Ideally, we recommend sending in the father, mother and child’s DNA. However, we understand that this is not always possible. Most paternity DNA tests we carry out (80%) are done without the mother’s sample. The mother’s DNA sample will not make your results more accurate but they will help strengthen it.

Your paternity test will show you each of the 20 loci analyzed. These loci are the locations on chromosomes which vary in length between individuals and which are taken as the subject of analysis in a paternity DNA test. On the DNA test report, all 21 loci will be shown. For each locus you will see 2 separate numbers; this is because we inherit half our genetic material from one parent and half from the other parent. We can thus say we inherit one of the two numbers from each of our parents. (If the locus numbers are the same, then only one number will be displayed). Scientifically, we refer to these numbers as alleles. For example: the results will show a locus for the child’s DNA with numbers 21, 9. The same locus for the mother will show alleles with numbers 14, 9. This means that the child has inherited the 9 from the mother and the 14 from the father.

If the alleged father tested is the biological father of the child then he will have to have the allele numbered 14. For every locus the father, mother and child’s alleles are compared. Normally, 15 alleles would need to match between father and child to confirm paternity.

Using all this information, our scientists work out the probability of relationship. They work out what the statistical chances are that the tested father is the true biological father of the child as opposed to another random person in the father’s same ethnic group.

They will report an inclusion rate of 99.99% if the tested father is the child’s paternal father. If he is not the inclusion rate will be 0%.

The paternity index and combined paternity index (CPI)

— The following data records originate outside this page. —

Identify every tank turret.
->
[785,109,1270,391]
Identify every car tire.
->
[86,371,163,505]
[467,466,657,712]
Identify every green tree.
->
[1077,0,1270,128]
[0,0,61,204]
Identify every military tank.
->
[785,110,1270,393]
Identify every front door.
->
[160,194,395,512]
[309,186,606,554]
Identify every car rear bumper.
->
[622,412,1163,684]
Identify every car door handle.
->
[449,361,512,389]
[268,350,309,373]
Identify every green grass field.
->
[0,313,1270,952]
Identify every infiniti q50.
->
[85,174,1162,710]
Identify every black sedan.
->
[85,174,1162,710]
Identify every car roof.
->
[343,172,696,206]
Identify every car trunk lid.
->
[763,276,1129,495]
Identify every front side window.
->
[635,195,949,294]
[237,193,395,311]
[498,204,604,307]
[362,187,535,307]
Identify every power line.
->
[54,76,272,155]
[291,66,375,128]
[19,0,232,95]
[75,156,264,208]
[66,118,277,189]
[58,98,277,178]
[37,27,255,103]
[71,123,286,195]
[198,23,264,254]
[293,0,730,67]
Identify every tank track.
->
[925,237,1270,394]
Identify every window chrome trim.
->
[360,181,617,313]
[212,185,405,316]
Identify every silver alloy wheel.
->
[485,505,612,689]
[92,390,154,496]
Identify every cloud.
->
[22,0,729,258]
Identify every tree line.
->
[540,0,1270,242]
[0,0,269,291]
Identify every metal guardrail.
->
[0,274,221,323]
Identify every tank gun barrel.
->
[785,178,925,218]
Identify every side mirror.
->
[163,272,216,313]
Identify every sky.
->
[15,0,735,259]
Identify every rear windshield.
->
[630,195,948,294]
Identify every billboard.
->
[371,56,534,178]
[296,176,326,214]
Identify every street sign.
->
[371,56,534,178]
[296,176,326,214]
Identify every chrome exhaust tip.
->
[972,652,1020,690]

We analyze 20 loci on the DNA sample you provide us with. A locus (plural loci) is a particular location on the DNA strand taken under analysis. There is one added locus tested which is the amelogenin sex gene, but this locus does not actually play a part in the paternity test result. For each locus analyzed, scientists calculate a paternity index. When they have worked out 20 paternity indexes, one for each locus, they combine all these to work out the Combined Paternity Index (CPI). The CPI will enable scientists to calculate an extremely high inclusion of paternity of 99.99%. Your results will cite both the CPI and the percentage for the inclusion or exclusion of paternity.

The 21st locus tested

The 21st locus tested is the amelogenin sex gene. This is primarily tested as a means of ensuring the quality of your results since clients do sometimes make mistakes when placing the swabs into the envelopes; they might for example, place the mother’s swabs in the father’s envelopes.

Standard samples vs. discrete samples

The majority of our tests are done using a simple mouth swab. However, we do offer the possibility to use discrete samples such as semen, hair, a licked envelope and many others such samples referred to as discrete or non standard samples. With such samples we will always advise you on the success rate of each; this is because extracting the DNA from discrete samples may not always be successful, depending on the sample.

The sampling process for non discrete samples may require very strict guidelines. Make sure to be fully aware of how to collect your discrete sample.

Once the DNA has been extracted, DNA testing proceeds as with any other sample and with equal accuracy.